It’s Taken Me Twelve Years To Decide Running Doesn’t Suck

April 8, 2018

Let’s get something straight: until twelve years ago, I only ran when chased.

While in high school, I participated in sports and I use that term loosely because by “sports,” I mean Color Guard and spring musicals. In college, exercise came in the form of brisk walks around my campus to work off beer calories and late night trips to the dining hall. And save for the few week stretches of yelling at Billy Blanks and his Tae Bo workouts while working night shift as an RN, suffice it to say the concept of enjoyably running outside for fitness held as much merit for me as getting a root canal while having a simultaneous PAP smear.

But two things happened twelve years ago to make me change my tune: baby weight and a good friend’s big mouth.

In 2006, I was a newly minted mother of two and had the derriere to prove it. While I did what I could to get outside to walk with the stroller, my fitness routine was limited to trips up and down the stairs and doing arm curls with my spoonful of ice cream. I was sluggish, tired and actually kind of fascinated with the proportions my body had taken on since children.

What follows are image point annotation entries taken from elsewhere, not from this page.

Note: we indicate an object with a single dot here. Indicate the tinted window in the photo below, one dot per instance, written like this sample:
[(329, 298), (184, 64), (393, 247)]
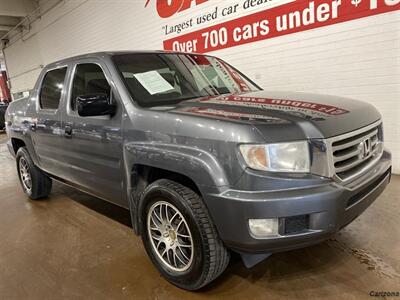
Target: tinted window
[(89, 79), (161, 79), (52, 86)]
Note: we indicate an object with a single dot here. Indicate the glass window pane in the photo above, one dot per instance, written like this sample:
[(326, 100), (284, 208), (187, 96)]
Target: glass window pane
[(89, 79)]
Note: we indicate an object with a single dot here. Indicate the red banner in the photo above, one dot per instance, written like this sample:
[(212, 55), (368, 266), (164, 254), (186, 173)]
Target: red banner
[(278, 21)]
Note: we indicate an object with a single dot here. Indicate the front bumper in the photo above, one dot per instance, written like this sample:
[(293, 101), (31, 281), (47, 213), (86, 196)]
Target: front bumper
[(328, 208)]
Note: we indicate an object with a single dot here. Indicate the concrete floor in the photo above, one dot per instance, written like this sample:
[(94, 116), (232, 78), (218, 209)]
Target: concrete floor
[(74, 246)]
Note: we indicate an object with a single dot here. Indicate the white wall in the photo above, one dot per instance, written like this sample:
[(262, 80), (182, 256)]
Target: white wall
[(359, 59)]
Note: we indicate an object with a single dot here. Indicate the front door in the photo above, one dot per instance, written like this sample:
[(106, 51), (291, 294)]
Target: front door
[(46, 127), (93, 145)]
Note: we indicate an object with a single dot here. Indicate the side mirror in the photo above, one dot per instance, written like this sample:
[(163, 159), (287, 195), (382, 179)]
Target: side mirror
[(94, 105)]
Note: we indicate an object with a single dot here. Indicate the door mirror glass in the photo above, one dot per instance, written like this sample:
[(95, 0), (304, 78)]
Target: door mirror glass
[(94, 105)]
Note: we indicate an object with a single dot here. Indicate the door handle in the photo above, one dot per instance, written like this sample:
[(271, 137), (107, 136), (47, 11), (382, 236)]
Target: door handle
[(68, 131)]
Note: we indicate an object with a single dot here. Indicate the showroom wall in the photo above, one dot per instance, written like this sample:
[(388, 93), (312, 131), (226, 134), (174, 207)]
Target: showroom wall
[(344, 47)]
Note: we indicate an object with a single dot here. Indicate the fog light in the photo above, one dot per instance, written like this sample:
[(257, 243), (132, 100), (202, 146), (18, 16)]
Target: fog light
[(262, 228)]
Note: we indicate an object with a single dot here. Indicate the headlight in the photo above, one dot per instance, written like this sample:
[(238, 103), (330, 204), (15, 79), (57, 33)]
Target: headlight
[(285, 157)]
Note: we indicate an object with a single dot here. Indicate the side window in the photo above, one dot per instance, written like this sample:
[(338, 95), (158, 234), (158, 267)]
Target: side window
[(52, 86), (89, 79)]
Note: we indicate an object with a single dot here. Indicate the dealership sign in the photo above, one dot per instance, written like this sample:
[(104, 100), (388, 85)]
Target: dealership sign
[(280, 20)]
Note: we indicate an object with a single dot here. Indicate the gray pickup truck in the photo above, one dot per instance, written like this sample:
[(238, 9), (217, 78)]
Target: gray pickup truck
[(205, 160)]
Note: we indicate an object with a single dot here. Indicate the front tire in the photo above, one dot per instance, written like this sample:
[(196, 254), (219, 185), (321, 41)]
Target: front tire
[(35, 184), (179, 236)]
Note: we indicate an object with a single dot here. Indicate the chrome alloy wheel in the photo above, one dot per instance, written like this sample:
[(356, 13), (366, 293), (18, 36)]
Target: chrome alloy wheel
[(25, 174), (170, 236)]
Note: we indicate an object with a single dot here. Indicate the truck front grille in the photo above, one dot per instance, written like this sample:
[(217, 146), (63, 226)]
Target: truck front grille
[(354, 153)]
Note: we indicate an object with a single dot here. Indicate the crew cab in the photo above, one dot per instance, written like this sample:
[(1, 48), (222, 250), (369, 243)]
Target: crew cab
[(204, 159)]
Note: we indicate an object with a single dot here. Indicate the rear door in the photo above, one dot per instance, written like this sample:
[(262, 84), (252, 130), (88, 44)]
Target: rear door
[(93, 145), (46, 127)]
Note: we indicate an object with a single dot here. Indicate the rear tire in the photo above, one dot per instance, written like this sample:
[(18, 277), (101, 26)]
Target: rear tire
[(35, 183), (203, 257)]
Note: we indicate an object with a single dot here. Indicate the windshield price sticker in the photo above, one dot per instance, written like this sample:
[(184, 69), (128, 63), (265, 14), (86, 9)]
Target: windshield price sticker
[(280, 20)]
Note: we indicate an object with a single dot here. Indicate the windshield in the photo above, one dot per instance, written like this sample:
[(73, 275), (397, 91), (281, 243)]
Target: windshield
[(160, 79)]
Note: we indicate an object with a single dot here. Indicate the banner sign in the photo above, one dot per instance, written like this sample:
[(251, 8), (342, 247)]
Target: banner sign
[(269, 103), (280, 20)]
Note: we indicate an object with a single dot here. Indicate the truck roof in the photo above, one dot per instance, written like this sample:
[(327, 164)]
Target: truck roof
[(113, 53)]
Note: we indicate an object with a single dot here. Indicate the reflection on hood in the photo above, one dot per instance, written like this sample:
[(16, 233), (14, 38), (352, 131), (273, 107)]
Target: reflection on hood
[(279, 104)]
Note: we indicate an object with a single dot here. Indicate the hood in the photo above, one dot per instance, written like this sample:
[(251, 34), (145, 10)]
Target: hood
[(281, 116)]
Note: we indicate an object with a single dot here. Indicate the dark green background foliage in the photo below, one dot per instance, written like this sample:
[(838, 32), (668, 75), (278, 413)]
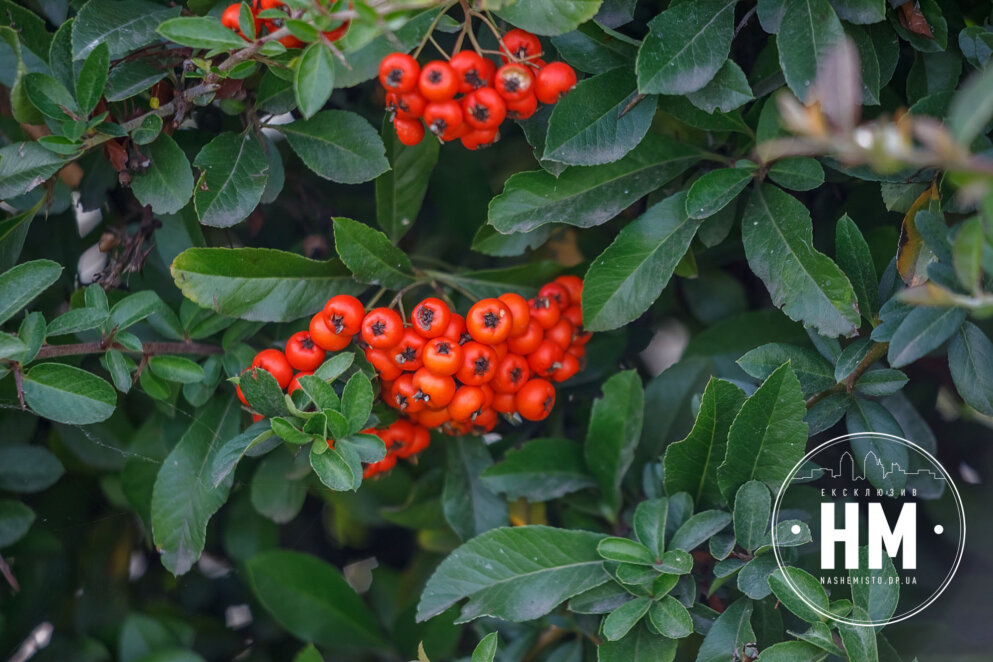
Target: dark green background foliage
[(142, 516)]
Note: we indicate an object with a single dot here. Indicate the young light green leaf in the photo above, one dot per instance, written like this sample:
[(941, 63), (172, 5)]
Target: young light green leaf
[(629, 275)]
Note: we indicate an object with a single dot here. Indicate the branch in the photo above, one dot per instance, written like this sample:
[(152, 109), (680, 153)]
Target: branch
[(876, 352), (148, 349)]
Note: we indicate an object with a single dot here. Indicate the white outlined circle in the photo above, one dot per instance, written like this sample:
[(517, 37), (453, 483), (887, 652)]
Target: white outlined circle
[(958, 505)]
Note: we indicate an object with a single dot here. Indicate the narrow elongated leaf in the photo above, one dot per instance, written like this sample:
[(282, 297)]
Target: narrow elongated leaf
[(808, 32), (970, 359), (167, 184), (401, 189), (613, 433), (540, 470), (184, 499), (311, 599), (68, 394), (338, 145), (259, 284), (767, 436), (594, 123), (686, 46), (591, 195), (529, 570), (809, 287), (234, 171), (691, 464), (370, 255), (630, 274), (470, 507)]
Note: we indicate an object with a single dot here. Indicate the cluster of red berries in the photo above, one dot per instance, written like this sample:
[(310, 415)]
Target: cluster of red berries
[(445, 371), (230, 19), (468, 97)]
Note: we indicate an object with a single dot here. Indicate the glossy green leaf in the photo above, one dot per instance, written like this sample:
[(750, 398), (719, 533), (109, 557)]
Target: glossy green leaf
[(184, 499), (338, 145), (686, 46), (591, 195), (233, 169), (808, 285), (534, 569), (370, 256), (259, 284), (629, 275)]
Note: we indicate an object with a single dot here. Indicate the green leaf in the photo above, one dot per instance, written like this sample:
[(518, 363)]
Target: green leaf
[(201, 32), (123, 26), (13, 232), (809, 31), (311, 599), (470, 507), (313, 79), (686, 47), (815, 374), (714, 190), (67, 394), (176, 369), (620, 621), (855, 260), (534, 569), (809, 287), (640, 645), (970, 355), (595, 123), (167, 184), (356, 401), (540, 470), (806, 584), (613, 434), (726, 91), (259, 284), (728, 635), (588, 196), (338, 145), (25, 166), (797, 173), (28, 469), (183, 499), (549, 17), (670, 618), (767, 436), (401, 189), (15, 520), (485, 650), (629, 275), (92, 78), (691, 464), (967, 253), (370, 256), (752, 512), (234, 169), (923, 331), (277, 491)]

I knew I needed to take care of me so that I could take care of them. But, how?

Enter my big mouthed friend, who had the bright, brilliant idea that we were going to run a 5K in the early summer. What’s funny about this is that my friend was an actual runner. Like with a pace and everything. She could run more than a block without wanting to keel over and lay in an unknown neighbor’s yard. Me? Unless a spider wearing a clown suit was chasing me with a knife, I wasn’t moving. But she pestered and pestered and cajoled and pestered and convinced me to meet her at a stop sign between our houses for my first official run.

That run? Two words: HOT. MESS.

For the next few weeks, on Tuesday and Thursday nights, I met my friend at “our stop sign.” I bitched. I complained. I begged to walk every chance I got. I walked funny the day after runs because my legs were sore in places I didn’t know existed. But I kept showing up. And it got easier. Things that used to “jiggle” jiggled less and I didn’t hate how I looked in jeans. Running started to suck a little less. All the while, my friend would smile… smirk, really… and say, “You will learn to love this, I know it…”

Pfft. What-ever.

After eight weeks of “training” (which really translated to eight weeks of me running a mailbox length behind my friend and her big mouth all over our neighborhood, usually uttering expletives, twice a week), it was time for that 5K. I showed up that day still not believing that I would actually run three miles. In a row. But, the gun went off and I ran, well, like I was being chased. I finished that race in 29:30 and can proudly say that I was not dead and I wasn’t last. In fact, I was so desperate to not see 30:00 on the clock, I sprinted… yes, SPRINTED… to that finish line. I started that race a mere mortal and had finished it as a runner. A bona fide runner.

And, the weirdest part? My first thought, my VERY FIRST thought when I crossed that finish line was, “When can I do this again?” Whaaaaa? When did THAT happen?

Since that summer day in 2006, I have built on that tiny success, one local race at a time. Along the way, I met four more amazing gals and together, we’ve conquered 5Ks, five milers and half marathons. In March 2010, I surprised no one more than myself when I crossed the finish line of my first marathon at the SunTrust National Marathon in Washington, D.C. I completed my SEVENTH marathon last October in Chicago.

A runner, indeed.

But, for all the success I’ve had, I owe it mostly to a friend who saw in me a need for something more. She cared enough to demand that I step away from the ice cream and tolerated my often foul mouthed huffing and puffing. Every time I look down at my race bib and see my name on it, I am reminded that I am doing something for me so that I can do for my family. Selfish? Maybe. Indulgent? A little. But, every time I lace up my shoes and take that first step, running away is what brings me home.